Korupsi yang merajalela.
Saingan kongsi-kongsi dagang lain negara.Persaingan dagang antara Belanda dengan Negaranegara Eropa lainnya sudah terjadi beberapa tahun. Belanda yang diwakili kongsi dagangnya

yaitu VOC berusaha agar tetap eksis dalam persaingannya dengan Inggris yang mana dalam
hal ini diwakili oleh EIC. VOC berusaha agar dapat menggenggam semua perdagangan di
Asia Tenggara. Dan hal ini membutuhkan dana yang tidak sedikit.

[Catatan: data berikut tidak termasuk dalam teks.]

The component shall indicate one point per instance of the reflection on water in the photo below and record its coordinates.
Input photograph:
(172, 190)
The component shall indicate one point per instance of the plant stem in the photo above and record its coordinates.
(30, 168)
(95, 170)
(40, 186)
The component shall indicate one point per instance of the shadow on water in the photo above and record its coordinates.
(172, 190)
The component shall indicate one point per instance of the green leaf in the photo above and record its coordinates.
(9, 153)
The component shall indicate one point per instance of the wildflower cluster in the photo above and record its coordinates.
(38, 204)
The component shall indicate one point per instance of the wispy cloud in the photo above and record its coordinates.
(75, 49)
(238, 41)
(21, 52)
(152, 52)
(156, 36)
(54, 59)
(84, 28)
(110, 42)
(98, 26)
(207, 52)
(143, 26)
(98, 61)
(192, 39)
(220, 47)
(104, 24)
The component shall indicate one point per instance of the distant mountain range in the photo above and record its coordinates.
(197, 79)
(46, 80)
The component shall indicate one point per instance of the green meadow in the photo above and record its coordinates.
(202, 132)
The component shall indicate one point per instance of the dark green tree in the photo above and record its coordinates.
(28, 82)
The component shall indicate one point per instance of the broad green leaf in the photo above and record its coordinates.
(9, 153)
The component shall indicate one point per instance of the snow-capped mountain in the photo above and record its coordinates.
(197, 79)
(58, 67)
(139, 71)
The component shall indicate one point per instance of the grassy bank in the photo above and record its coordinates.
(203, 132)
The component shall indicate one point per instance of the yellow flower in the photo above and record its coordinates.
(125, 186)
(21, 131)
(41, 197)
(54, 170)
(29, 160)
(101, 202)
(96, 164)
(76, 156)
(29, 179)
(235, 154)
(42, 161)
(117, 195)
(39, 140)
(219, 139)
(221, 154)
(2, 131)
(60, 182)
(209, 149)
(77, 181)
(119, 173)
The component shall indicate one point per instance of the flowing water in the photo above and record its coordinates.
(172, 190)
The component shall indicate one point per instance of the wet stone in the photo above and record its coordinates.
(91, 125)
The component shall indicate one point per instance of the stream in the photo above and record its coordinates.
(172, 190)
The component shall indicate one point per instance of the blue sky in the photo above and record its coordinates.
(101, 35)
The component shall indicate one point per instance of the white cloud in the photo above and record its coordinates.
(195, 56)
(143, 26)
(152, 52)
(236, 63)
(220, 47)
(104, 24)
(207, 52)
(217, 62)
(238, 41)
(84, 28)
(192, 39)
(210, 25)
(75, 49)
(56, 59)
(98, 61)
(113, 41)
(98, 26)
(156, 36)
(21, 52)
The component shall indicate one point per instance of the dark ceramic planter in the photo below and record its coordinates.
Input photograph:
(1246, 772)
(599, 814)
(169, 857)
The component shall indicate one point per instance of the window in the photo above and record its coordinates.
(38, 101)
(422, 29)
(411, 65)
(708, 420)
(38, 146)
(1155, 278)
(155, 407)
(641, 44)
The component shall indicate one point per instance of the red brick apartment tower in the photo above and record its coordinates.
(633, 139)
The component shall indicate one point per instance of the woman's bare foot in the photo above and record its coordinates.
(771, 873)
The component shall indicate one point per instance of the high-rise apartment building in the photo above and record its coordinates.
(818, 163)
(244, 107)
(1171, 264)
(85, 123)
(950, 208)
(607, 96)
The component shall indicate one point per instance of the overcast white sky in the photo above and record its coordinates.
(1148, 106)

Perang yang terus-menerus menelan biaya yang besar. Pada saat VOC berada di Indonesia,
sementara itu perang di Eropa makin meluas. Perancis bersekutu dengan Belanda melawan
Inggris. Untuk keperluan dagang dan pertahanan Nusantara, dari 1781 sampai 1795 VOC
terpaksa menambah utang. Hal ini tentunya akan menyedot uang VOC untuk diserahkan
kepada pemerintah Belanda. Tetapi karena perang tersebut tak berkesudahan, menyebabkan
pemerintah Belanda kocar-kacir untuk mendapatkan uang guna membiayai perang yang
sudah lama terjadi. Hanya VOC yang menjadi andalan pemerintah Belanda untuk
mendapatkan uang yang sangat banyak. Tetapi VOC juga sangat membutuhkan dana untuk
membiayai segala sesuatu yang terjadi di negara jajahannya.
Terlalu lama mempertahankan monopoli, menimbulkan bentrokan-bentrokan dan
penyelundupan. Selain itu system monopoli sudah out of date ( ketinggalan zaman) karena
perkembangan liberalisme yang menghendaki usaha bebas.
Raja Belanda Willem V memandang tidak masuk akal lagi mempertahankan VOC
sebagaimana dikehendaki oleh beberapa pihak di Belanda. Maka berdasarkan pasal 249 UUD
Republik Bataaf (Belanda) 17 Maret 1799, dibentuklah suatu badan untuk mengambil alih
semua tanggung jawab atas milik dan utang VOC. Badan ini bernama Dewan Penyantun Hak
Milik Belanda di Asia. Pengambilalihan itu resmi diumumkan di Batavia pada 8 Agustus
1799. Pada 31 Desember 1799, VOC resmi dinyatakan bangkrut dan seluruh hak miliknya
berada di bawah kekuasaan negara Belanda.
Setelah VOC bubar, Indonesia diserahkan kepada pemerintah Belanda (Republik Bataaf).
Pegawai-pegawai VOC menjadi pegawai pemerintah Belanda. Hutang VOC menjadi
tanggungan negeri Belanda. Sejak 1 Januari 1800, Indonesia dijajah langsung oleh negeri
Belanda. Saat itupun Indonesia disebut Hindia Belanda.